Not in today’s slot machine heavy, Horseshoe Casino extravaganza sort of way, of course. In 1890s, Chicago gambling took place in back alley saloons, tony parlors and other dens of sin. (And, depending on how you looked at it, at the Chicago Board of Trade. One observer wryly cautioned readers that buying futures was “just another way to lose one’s money betting against the house.”)

That admonition is just one of many offered up by the anonymous author(s) of Chicago by Day and Night: The Pleasure Seeker’s Guide to the Paris of the Americas, an 1892 guide to Chicago’s entertainment nooks and crannies offered to tourists and travelers who flocked to Chicago by the hundreds of thousands for the World’s Columbian Exhibition. Beyond gambling, the book warns male visitors to steer clear of lecherous, short-term golddiggers, in a chapter titled “As to Adventuresses,” and encourages tamer pleasure-seekers to visit some of the city’s earliest museums.

The original pressing of Chicago by Day and Night was lost to history, obsolete by the time the fair ended. But the book has now been resurrected by Northwestern University Press, along with explanatory annotations by Bill Savage, a senior lecturer at the school, and Paul Durica, a newly minted University of Chicago PhD who offers whimsical walking tours and reenactments through his series Pocket Guide to Hell.

Savage and Durica have collaborated prior to this, on a Nelson Algren-themed bar crawl and other events. And while Savage concentrates on 20th century history, Durica’s an expert on the 19th century. So when he was pressed by acquisitions editor Michael Levine, Savage agreed to write the guide’s introduction – but only if Durica was on board to help.

Durica said they decided to annotate the original book as well because it was “a document of the moment.”
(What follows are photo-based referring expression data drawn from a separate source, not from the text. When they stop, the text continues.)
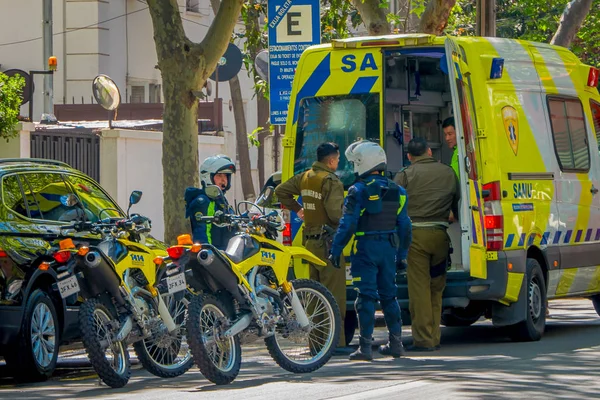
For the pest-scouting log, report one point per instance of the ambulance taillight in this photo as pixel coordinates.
(494, 220)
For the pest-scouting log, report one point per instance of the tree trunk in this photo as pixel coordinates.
(180, 152)
(262, 105)
(184, 67)
(373, 16)
(435, 17)
(241, 137)
(571, 21)
(241, 131)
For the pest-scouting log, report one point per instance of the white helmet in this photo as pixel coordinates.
(366, 157)
(219, 164)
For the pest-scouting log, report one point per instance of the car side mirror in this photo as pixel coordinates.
(134, 198)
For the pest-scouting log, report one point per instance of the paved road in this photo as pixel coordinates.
(474, 363)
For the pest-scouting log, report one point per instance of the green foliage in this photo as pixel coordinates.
(535, 20)
(253, 136)
(10, 102)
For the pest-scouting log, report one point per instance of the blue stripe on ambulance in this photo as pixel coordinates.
(364, 84)
(545, 239)
(314, 82)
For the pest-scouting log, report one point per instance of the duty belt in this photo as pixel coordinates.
(379, 236)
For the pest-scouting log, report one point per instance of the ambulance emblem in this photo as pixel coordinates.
(511, 127)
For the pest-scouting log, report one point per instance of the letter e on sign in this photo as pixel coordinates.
(296, 25)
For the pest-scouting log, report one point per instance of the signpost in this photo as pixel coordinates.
(294, 25)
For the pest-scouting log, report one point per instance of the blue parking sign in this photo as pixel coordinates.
(294, 25)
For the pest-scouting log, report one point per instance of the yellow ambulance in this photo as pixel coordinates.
(527, 118)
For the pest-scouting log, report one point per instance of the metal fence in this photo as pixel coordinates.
(80, 148)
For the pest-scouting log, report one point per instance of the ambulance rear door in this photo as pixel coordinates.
(471, 216)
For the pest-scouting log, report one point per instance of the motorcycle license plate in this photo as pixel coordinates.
(176, 283)
(68, 287)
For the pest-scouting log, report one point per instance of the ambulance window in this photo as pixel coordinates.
(339, 119)
(569, 134)
(596, 117)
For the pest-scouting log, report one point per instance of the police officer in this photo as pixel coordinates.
(215, 170)
(450, 138)
(375, 212)
(323, 196)
(432, 189)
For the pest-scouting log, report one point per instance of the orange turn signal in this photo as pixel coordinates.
(44, 266)
(66, 244)
(184, 240)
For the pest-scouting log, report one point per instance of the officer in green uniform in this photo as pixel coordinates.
(433, 192)
(450, 138)
(323, 197)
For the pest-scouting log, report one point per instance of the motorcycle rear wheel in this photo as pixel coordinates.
(218, 360)
(167, 355)
(114, 370)
(310, 349)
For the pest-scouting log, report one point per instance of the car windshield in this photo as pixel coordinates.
(338, 119)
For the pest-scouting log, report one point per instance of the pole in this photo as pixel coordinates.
(486, 18)
(47, 36)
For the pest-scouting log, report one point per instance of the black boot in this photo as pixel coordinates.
(364, 352)
(394, 347)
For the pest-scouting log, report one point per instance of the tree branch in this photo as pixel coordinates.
(373, 16)
(169, 35)
(435, 17)
(570, 22)
(219, 33)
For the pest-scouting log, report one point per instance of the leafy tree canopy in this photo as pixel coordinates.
(10, 102)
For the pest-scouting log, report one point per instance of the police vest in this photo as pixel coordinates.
(382, 207)
(311, 188)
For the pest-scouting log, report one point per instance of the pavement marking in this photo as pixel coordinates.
(385, 391)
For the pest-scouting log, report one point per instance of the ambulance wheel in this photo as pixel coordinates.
(532, 328)
(350, 325)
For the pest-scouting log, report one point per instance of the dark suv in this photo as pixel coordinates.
(34, 319)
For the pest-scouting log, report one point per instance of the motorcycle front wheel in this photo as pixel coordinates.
(302, 350)
(165, 354)
(219, 359)
(109, 359)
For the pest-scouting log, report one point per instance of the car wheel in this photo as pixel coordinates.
(36, 353)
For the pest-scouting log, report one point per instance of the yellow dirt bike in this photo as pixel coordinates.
(127, 297)
(244, 294)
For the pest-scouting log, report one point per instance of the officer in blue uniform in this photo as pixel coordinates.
(375, 212)
(216, 170)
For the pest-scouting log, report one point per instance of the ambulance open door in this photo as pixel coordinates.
(471, 206)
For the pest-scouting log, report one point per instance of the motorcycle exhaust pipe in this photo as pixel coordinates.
(101, 276)
(239, 326)
(220, 271)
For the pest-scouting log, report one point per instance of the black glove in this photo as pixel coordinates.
(335, 260)
(401, 265)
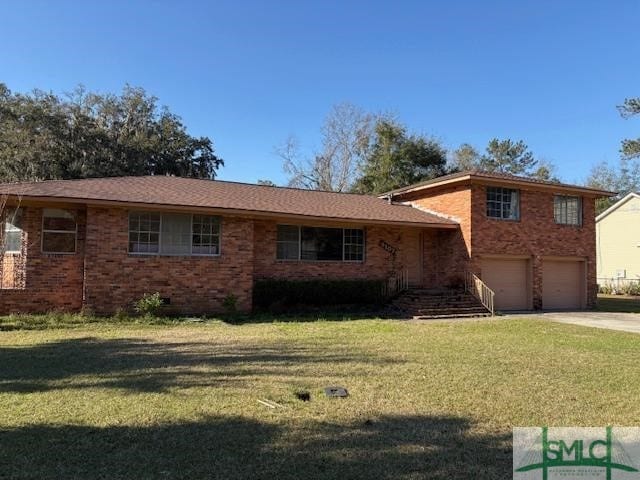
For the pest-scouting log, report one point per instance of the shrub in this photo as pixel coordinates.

“We’re 120 years removed,” he said. “A lot has changed.”

Those gambling dens, and other houses of pleasure? Gone, Durica says, the victim of the 1894 global economic crash. “Places oriented around leisure and sensual pleasure went out of business,” he said. “They were some of the first things to fold.”

Felled, but not forgotten. Hear Durica and Savage tag-team a reading from their chapter on gambling in the audio above.

Dynamic Range showcases hidden gems unearthed from Chicago Amplified’s vast archive of public events and appears on weekends. Bill Savage and Paul Durica spoke at an event presented by the Newberry in May of 2013. Click here to hear the event in its entirety.

Robin Amer is a producer on WBEZ’s digital team. Follow her on Twitter @rsamer.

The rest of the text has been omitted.